4.3 Consumer: Processing Jobs with Concurrency & Rate Limiting¶

import { Processor, WorkerHost, OnWorkerEvent } from '@nestjs/bullmq';
import { Job, UnrecoverableError } from 'bullmq';
import { Logger } from '@nestjs/common';

@Processor('ai-inference', {
  concurrency: 2,                                // 2 jobs in parallel per worker
  limiter: { max: 10, duration: 60_000 },        // max 10 jobs/min (GPU protection)
})
export class InferenceProcessor extends WorkerHost {
  private readonly logger = new Logger(InferenceProcessor.name);

  constructor(private readonly aiService: AiService) {
    super();
  }

  async process(job: Job<InferenceJobData>): Promise<string> {
    this.logger.log(`Processing inference job ${job.id}, attempt ${job.attemptsMade + 1}`);

    try {
      await job.updateProgress(10);

      // Validate model availability before burning GPU time
      const modelReady = await this.aiService.isModelLoaded(job.data.model);
      if (!modelReady) {
        // UnrecoverableError: do NOT retry (model missing = permanent failure)
        throw new UnrecoverableError(`Model ${job.data.model} not available`);
      }

      await job.updateProgress(30);
      const result = await this.aiService.runInference(
        job.data.prompt,
        job.data.model,
      );

      await job.updateProgress(100);
      this.logger.log(`Inference job ${job.id} completed`);

      return result;
    } catch (err) {
      if (err instanceof UnrecoverableError) throw err;

      // Transient errors (timeout, OOM) should retry
      this.logger.warn(
        `Inference job ${job.id} failed (attempt ${job.attemptsMade + 1}): ${err.message}`,
      );
      throw err;  // BullMQ will retry based on job options
    }
  }

  @OnWorkerEvent('completed')
  onCompleted(job: Job) {
    this.logger.log(`Job ${job.id} completed, result: ${job.returnvalue}`);
  }

  @OnWorkerEvent('failed')
  onFailed(job: Job, err: Error) {
    this.logger.error(`Job ${job.id} permanently failed: ${err.message}`);
    // Alert on permanent failure (all retries exhausted)
    if (job.attemptsMade >= (job.opts.attempts ?? 1)) {
      this.alertService.notify('inference-permanent-failure', {
        jobId: job.id,
        error: err.message,
        data: job.data,
      });
    }
  }
}

graph LR
    API["NestJS API"] -->|"queue.add('run-inference')"| Q["BullMQ Queue<br/>(Redis)"]
    Q -->|"pull job"| W1["Worker 1<br/>concurrency: 2"]
    Q -->|"pull job"| W2["Worker 2<br/>concurrency: 2"]
    W1 --> GPU1["GPU 0"]
    W2 --> GPU2["GPU 1"]
    W1 -->|"job completed"| EVT["Redis PubSub"]
    W2 -->|"job completed"| EVT
    EVT --> API
    API -->|"WebSocket push"| Browser["Browser"]

Coming from Akka

BullMQ's concurrency + limiter is the equivalent of Akka Streams' mapAsync(parallelism) combined with throttle(elements, per). UnrecoverableError maps to Akka's supervision strategy: you would use Stop for permanent failures and Restart for transient ones. BullMQ's backoff: exponential is similar to Akka's BackoffSupervisor.props with exponential restart delay.

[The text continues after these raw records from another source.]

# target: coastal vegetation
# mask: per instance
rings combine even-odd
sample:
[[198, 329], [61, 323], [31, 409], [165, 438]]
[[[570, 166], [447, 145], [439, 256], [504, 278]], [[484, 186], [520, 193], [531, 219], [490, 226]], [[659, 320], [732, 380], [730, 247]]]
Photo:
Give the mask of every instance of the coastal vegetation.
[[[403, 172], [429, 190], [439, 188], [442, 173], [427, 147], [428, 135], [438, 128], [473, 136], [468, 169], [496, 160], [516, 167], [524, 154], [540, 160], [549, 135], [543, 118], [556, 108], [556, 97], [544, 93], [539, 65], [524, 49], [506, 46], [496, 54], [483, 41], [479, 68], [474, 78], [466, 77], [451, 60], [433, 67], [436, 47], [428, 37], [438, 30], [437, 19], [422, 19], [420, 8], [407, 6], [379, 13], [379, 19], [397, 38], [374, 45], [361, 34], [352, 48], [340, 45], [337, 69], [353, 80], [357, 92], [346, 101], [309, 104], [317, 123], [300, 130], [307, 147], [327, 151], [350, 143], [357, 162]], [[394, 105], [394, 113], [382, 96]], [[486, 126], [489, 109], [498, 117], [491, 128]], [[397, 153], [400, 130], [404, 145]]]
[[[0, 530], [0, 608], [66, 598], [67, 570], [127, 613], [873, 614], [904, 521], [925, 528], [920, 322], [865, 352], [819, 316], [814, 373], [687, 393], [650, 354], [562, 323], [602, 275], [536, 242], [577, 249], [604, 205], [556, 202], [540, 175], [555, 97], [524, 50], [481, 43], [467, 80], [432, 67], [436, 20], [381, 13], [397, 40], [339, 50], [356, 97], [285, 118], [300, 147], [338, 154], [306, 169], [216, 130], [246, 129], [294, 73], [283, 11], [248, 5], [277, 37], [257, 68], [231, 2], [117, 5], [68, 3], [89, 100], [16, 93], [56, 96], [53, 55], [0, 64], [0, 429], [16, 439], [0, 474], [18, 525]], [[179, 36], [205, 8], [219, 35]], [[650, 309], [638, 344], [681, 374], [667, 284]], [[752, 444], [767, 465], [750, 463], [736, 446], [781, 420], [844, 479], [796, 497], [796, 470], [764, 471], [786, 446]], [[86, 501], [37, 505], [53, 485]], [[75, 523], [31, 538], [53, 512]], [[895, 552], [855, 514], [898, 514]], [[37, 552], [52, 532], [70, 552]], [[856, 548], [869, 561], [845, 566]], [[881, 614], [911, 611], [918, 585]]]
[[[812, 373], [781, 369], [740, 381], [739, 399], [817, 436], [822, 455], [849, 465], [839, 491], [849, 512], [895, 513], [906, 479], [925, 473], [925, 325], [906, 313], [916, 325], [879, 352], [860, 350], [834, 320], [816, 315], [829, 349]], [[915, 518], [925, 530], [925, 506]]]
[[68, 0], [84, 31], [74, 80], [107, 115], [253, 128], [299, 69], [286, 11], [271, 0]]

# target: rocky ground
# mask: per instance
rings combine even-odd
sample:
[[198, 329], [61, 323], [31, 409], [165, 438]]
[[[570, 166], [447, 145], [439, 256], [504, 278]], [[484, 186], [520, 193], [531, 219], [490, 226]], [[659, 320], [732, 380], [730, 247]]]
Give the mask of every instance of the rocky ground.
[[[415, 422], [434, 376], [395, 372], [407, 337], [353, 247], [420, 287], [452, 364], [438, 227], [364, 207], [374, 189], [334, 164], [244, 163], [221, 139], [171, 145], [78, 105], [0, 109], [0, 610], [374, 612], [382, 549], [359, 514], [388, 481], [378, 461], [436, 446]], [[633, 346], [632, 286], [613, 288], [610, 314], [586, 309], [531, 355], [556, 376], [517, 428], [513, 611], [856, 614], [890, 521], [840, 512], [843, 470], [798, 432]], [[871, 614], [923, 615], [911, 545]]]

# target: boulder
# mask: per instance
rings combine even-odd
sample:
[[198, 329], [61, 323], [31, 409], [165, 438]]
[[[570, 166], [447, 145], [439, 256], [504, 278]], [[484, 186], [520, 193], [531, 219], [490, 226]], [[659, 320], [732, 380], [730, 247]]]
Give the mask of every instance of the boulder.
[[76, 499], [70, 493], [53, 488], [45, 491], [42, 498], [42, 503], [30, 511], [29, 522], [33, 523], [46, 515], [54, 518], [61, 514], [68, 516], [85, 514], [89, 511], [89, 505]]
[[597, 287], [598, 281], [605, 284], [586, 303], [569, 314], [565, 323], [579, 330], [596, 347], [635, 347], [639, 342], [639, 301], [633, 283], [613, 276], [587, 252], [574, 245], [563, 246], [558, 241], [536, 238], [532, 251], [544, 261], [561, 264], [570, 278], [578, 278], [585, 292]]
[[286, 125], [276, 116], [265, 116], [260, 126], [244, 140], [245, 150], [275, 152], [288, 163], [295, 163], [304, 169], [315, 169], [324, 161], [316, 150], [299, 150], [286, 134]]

5. Socket.io Redis Adapter -- Horizontal WebSocket Scaling¶

In a single-node deployment, Socket.io rooms work because all clients connect to the same process. With multiple nodes, a client on Node 1 emits to a room, but clients on Node 2 never receive it. The Redis adapter solves this by broadcasting room events through Redis PubSub.

graph LR
    C1["Client A"] -->|"connect"| N1["Node 1"]
    C2["Client B"] -->|"connect"| N2["Node 2"]
    C3["Client C"] -->|"connect"| N1
    N1 -->|"room: container:xyz"| Redis["Redis Adapter PubSub"]
    N2 -->|"room: container:xyz"| Redis
    Redis -->|"fan-out to Node 2"| N2
    N2 -->|"emit"| C2

5.1 Custom Redis IO Adapter¶

import { IoAdapter } from '@nestjs/platform-socket.io';
import { ServerOptions } from 'socket.io';
import { createAdapter } from '@socket.io/redis-adapter';
import { createClient } from 'redis';
import { INestApplication, Logger } from '@nestjs/common';

export class RedisIoAdapter extends IoAdapter {
  private adapterConstructor: ReturnType<typeof createAdapter>;
  private readonly logger = new Logger(RedisIoAdapter.name);

  constructor(
    app: INestApplication,
    private readonly redisUrl: string,
  ) {
    super(app);
  }

  async connectToRedis(): Promise<void> {
    const pubClient = createClient({ url: this.redisUrl });
    const subClient = pubClient.duplicate();

    await Promise.all([pubClient.connect(), subClient.connect()]);

    this.adapterConstructor = createAdapter(pubClient, subClient);
    this.logger.log('Redis IO adapter connected');
  }

  createIOServer(port: number, options?: ServerOptions) {
    const server = super.createIOServer(port, {
      ...options,
      transports: ['websocket'],  // Skip HTTP long-polling
      pingInterval: 25_000,
      pingTimeout: 20_000,
      maxHttpBufferSize: 1e6,     // 1MB max payload
    });

    server.adapter(this.adapterConstructor);
    return server;
  }
}

5.2 Wiring in main.ts¶

async function bootstrap() {
  const app = await NestFactory.create(AppModule);

  const redisUrl = process.env.REDIS_URL ?? 'redis://localhost:6379';
  const redisAdapter = new RedisIoAdapter(app, redisUrl);
  await redisAdapter.connectToRedis();
  app.useWebSocketAdapter(redisAdapter);

  app.enableShutdownHooks();
  await app.listen(3000);
}

5.3 Emitting to Rooms (Works Across Nodes)¶

// In VncGateway or any service with access to the Server instance
@WebSocketServer() server: Server;

// This emit is automatically broadcast to ALL nodes via Redis adapter.
// Clients in room 'container:abc' on any node receive the event.
this.server.to(`container:${containerId}`).emit('vnc:frame', frameData);

Coming from Akka

Akka Cluster's Distributed PubSub (DistributedPubSub.mediator) serves the same role as Socket.io's Redis adapter. When you do mediator ! Publish("topic", msg), Akka routes it to all subscribers across the cluster. The Redis adapter does exactly this, but using Redis PubSub as the transport instead of Akka's gossip protocol. The trade-off: Redis is simpler to operate but adds a network hop; Akka's gossip is peer-to-peer but requires cluster membership management.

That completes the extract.